Autor: Victoria A. Goddard, Josep R. Llobera, Cris Shore

It would be impossible, in a short introduction, to do justice to the breadth and complexity of anthropological studies in Europe in the post-war period. What follows is simply an attempt to map out the broad developments that have shaped the scope and character of anthropological work in Western Europe. For heuristic purposes only, a rough periodization is given, setting out the general context within which the main themes of this introduction are explored. In particular, we focus on the category of the ‚Mediterranean‘ as a culture area and the slow and erratic emergence of ‚Europe‘ as a distinctive object of anthropological investigation. As we point out, much of the controversy surrounding these issues is bound up in wider questions of method (particularly the centrality of fieldwork), and the epistemological legacy of small-community studies which anthropologists have struggled to transcend. We ask, what have been the achievements of the past four decades of anthropological forays into Europe?
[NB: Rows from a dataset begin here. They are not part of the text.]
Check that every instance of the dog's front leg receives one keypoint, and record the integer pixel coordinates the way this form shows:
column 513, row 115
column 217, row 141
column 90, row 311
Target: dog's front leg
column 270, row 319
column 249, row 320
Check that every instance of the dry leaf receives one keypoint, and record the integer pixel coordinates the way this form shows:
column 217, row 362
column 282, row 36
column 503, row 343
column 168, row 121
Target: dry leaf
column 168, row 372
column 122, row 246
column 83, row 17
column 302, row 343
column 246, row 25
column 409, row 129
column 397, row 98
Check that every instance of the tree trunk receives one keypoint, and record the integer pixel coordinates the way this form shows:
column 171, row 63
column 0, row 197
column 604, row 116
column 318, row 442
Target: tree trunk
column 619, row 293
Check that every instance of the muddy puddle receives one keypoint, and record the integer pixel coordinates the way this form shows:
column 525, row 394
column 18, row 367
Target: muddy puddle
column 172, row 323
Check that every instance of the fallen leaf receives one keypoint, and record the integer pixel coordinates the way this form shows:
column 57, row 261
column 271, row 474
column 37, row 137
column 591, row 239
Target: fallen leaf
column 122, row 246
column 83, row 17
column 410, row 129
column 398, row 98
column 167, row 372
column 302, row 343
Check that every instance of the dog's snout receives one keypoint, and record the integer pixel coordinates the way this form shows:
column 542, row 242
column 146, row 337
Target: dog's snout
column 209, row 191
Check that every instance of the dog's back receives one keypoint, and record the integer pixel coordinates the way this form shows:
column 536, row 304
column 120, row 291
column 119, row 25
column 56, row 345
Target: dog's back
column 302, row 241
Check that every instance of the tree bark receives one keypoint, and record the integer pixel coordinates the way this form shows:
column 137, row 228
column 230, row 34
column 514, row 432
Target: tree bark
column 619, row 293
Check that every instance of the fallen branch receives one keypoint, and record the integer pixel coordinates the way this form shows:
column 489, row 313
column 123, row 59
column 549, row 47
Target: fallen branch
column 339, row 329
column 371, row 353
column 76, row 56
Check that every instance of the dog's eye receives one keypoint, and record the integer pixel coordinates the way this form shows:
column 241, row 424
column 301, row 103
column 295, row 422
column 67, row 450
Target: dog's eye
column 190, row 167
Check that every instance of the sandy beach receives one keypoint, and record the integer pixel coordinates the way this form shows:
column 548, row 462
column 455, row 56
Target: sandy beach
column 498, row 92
When addressing this question we have focused predominantly on the Anglo-Saxon tradition of anthropology. There is an element of arbitrariness in our selection; but while recognizing that there is no single ap- proach to doing anthropology in Europe, we have tried to outline some of the problems associated with an anthropology of Europe. We have therefore concentrated on those works which we deem to be significant in defining the area of study.